The result is more reckless, and less credible, than anything we’ve ever seen.

“Bill Russell, Jim Brown and Muhammad Ali — thoughtful, articulate, fighting for rights — couldn’t survive in today’s climate,” Hall of Famer Isiah Thomas said. “They’d get chewed up. The backlash to expressing an opinion used to be a negative newspaper column or two. Now it’s a backlash that will kick the expletive out of you forever. So the smartest athletes shy away, choosing to be silent in an era when their voices are needed, and the media just goes toward the guy who isn’t as smart but will say anything.”

The result, of course, is that everyone involved in that transaction gets dumber.

Let me let you in on a secret: The people covering sports, the critics, tend to be more insecure than the athletes we cover. I’ll give you an example.

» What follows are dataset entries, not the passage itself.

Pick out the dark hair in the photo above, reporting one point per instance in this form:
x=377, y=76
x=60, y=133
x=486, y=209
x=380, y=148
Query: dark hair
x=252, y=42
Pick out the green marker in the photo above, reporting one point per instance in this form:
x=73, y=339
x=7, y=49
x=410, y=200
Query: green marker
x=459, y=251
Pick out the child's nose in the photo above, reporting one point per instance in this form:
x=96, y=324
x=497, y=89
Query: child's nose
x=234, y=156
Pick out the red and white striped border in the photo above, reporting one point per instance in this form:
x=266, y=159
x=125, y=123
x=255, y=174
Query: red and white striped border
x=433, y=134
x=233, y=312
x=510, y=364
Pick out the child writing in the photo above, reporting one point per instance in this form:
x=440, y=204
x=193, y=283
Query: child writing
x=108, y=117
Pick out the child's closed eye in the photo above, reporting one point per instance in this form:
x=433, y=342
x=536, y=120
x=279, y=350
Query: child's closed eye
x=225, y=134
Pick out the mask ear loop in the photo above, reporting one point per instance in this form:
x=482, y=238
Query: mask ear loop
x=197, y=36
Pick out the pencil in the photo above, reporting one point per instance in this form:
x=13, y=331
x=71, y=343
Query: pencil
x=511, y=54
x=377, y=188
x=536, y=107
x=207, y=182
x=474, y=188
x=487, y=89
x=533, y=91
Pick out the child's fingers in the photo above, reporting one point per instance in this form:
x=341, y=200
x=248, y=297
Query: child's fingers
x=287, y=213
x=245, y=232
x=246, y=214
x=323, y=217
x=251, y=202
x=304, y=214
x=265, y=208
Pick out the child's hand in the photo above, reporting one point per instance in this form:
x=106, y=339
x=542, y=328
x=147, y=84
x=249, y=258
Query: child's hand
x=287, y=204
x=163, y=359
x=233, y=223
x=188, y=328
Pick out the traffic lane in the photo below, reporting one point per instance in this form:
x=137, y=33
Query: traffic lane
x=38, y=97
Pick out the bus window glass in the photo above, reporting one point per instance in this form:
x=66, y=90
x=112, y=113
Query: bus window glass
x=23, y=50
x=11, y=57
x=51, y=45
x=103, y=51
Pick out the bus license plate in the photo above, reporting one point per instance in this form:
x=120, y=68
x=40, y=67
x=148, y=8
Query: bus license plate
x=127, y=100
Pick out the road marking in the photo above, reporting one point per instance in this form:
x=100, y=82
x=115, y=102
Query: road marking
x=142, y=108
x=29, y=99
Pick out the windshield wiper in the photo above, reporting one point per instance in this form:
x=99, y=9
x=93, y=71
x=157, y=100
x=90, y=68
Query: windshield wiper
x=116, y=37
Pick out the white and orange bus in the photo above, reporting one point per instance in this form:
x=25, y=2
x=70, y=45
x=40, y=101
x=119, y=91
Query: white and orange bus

Stephen A. Smith, ESPN’s Chris Broussard and I all reported early that LeBron James was coming to Miami. As the moment arrived, all of us were terrified. Smith says he never wants to cover a story like that again. Broussard looked haunted on national TV.

And I, allegedly a grown man, wanted to curl up in a ball and hide somewhere. Just out of fear of being wrong and ridiculed.

This wasn’t taking a big shot in Game 7. We were on the periphery of the arena.

And we’re the same guys who accuse athletes of being soft in big moments.